Nicht bloß die gewöhnlichen Opferungen, auch das heilig gehaltene Feueropfer, die Opferung an die Manen u. dgl. können
an jedem Ort vorgenommen werden und finden überall statt. Seit mehreren Dezennien zeigt sich unter den Brahmanen die Tendenz,
die moralischen und deistischen Grundsätze ihres Glaubens in philosophischen Spekulationen, zu denen der Inder viel Anlage hat,
auszubilden, dagegen den Fabeln in ihren heiligen Schriften weniger Wert beizulegen.
Die Anregung zu dieser Richtung gab Ram Mahun Roy (s. Brahmo Samadsch), der 1814 zu Kalkutta als Reformator
auftrat und auch mit dem Christentum sich bekannt machte; ja, einige seiner Nachkommen tragen offen das Bestreben zur Schau,
in den Brahmanismus christliche Ideen hineinzutragen (vgl. den Bericht über Keschab Tschander Sens Vorträge im »Magazin
für die Litteratur des Auslandes« 1870, S. 407). Das schädliche Kastenwesen, das zur Zeit noch vom Brahmanismus getragen wird, würde
durch einen Erfolg in dieser Richtung leichter beseitigt werden.
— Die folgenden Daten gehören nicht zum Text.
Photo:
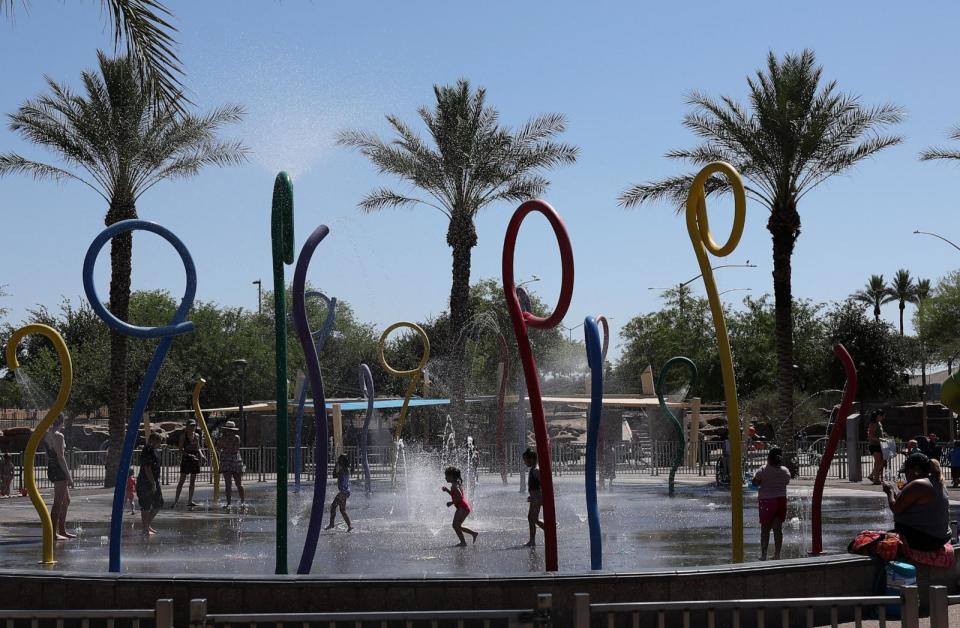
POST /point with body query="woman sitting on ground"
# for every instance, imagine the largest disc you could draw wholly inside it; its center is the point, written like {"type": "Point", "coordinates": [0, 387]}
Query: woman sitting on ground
{"type": "Point", "coordinates": [921, 510]}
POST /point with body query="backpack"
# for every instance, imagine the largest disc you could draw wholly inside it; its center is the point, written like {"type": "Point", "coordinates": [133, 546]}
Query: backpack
{"type": "Point", "coordinates": [884, 545]}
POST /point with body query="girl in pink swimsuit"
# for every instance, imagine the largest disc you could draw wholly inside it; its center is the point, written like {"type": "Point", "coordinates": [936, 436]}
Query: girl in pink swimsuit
{"type": "Point", "coordinates": [452, 475]}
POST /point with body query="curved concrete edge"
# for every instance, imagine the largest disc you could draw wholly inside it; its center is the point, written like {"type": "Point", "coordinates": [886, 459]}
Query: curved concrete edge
{"type": "Point", "coordinates": [835, 575]}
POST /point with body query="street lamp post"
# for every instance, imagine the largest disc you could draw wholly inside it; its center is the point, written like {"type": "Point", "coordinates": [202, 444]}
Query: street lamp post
{"type": "Point", "coordinates": [241, 366]}
{"type": "Point", "coordinates": [936, 235]}
{"type": "Point", "coordinates": [259, 285]}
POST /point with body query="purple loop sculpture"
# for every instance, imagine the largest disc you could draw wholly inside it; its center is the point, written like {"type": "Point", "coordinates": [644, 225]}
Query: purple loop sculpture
{"type": "Point", "coordinates": [302, 326]}
{"type": "Point", "coordinates": [366, 383]}
{"type": "Point", "coordinates": [178, 325]}
{"type": "Point", "coordinates": [319, 340]}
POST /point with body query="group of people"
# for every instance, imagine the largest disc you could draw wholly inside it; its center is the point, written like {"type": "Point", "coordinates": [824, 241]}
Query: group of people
{"type": "Point", "coordinates": [144, 489]}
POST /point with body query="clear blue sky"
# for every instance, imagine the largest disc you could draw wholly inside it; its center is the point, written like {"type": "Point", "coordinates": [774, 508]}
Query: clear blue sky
{"type": "Point", "coordinates": [618, 71]}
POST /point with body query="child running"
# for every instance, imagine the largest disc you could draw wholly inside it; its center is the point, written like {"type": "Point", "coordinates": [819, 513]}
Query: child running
{"type": "Point", "coordinates": [772, 498]}
{"type": "Point", "coordinates": [535, 496]}
{"type": "Point", "coordinates": [452, 475]}
{"type": "Point", "coordinates": [131, 489]}
{"type": "Point", "coordinates": [343, 491]}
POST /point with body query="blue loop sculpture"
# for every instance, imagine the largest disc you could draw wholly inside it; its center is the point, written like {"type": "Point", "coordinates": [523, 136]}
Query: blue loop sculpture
{"type": "Point", "coordinates": [315, 378]}
{"type": "Point", "coordinates": [591, 334]}
{"type": "Point", "coordinates": [319, 340]}
{"type": "Point", "coordinates": [179, 325]}
{"type": "Point", "coordinates": [366, 383]}
{"type": "Point", "coordinates": [661, 382]}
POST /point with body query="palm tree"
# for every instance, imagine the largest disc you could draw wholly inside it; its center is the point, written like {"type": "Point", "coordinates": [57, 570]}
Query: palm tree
{"type": "Point", "coordinates": [472, 162]}
{"type": "Point", "coordinates": [902, 289]}
{"type": "Point", "coordinates": [873, 294]}
{"type": "Point", "coordinates": [144, 26]}
{"type": "Point", "coordinates": [796, 134]}
{"type": "Point", "coordinates": [119, 140]}
{"type": "Point", "coordinates": [943, 153]}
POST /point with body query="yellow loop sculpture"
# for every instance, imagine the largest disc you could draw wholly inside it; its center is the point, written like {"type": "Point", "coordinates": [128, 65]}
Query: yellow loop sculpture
{"type": "Point", "coordinates": [214, 458]}
{"type": "Point", "coordinates": [703, 243]}
{"type": "Point", "coordinates": [66, 382]}
{"type": "Point", "coordinates": [415, 373]}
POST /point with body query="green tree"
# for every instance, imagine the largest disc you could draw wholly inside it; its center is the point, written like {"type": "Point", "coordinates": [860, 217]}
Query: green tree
{"type": "Point", "coordinates": [144, 25]}
{"type": "Point", "coordinates": [938, 321]}
{"type": "Point", "coordinates": [473, 162]}
{"type": "Point", "coordinates": [902, 290]}
{"type": "Point", "coordinates": [119, 140]}
{"type": "Point", "coordinates": [797, 133]}
{"type": "Point", "coordinates": [874, 293]}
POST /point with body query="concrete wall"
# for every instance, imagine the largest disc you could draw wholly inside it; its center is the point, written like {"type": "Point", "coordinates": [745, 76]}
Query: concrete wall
{"type": "Point", "coordinates": [825, 576]}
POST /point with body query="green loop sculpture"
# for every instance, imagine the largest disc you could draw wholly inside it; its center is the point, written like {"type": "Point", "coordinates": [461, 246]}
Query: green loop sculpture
{"type": "Point", "coordinates": [674, 420]}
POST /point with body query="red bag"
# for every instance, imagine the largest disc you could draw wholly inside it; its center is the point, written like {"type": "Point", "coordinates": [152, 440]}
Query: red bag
{"type": "Point", "coordinates": [885, 545]}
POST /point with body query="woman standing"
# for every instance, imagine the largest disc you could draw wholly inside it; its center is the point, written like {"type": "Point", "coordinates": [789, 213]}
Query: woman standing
{"type": "Point", "coordinates": [148, 484]}
{"type": "Point", "coordinates": [231, 464]}
{"type": "Point", "coordinates": [875, 445]}
{"type": "Point", "coordinates": [190, 459]}
{"type": "Point", "coordinates": [58, 472]}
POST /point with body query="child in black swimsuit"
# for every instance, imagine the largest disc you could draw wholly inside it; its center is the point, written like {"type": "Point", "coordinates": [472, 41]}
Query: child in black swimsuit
{"type": "Point", "coordinates": [535, 497]}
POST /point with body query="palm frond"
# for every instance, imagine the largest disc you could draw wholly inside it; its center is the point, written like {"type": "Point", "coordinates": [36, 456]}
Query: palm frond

Vgl. Lassen, Indische Altertumskunde (2. Aufl., Leipz. 1867 ff., 4 Bde.);
Dubois, The character, manners, customs and institutions of the people of India (Lond. 1817, 2 Bde.);
Wurm,
Geschichte der indischen Religion (Basel
1874);
Barth, Les religions de l'Inde (Par. 1879).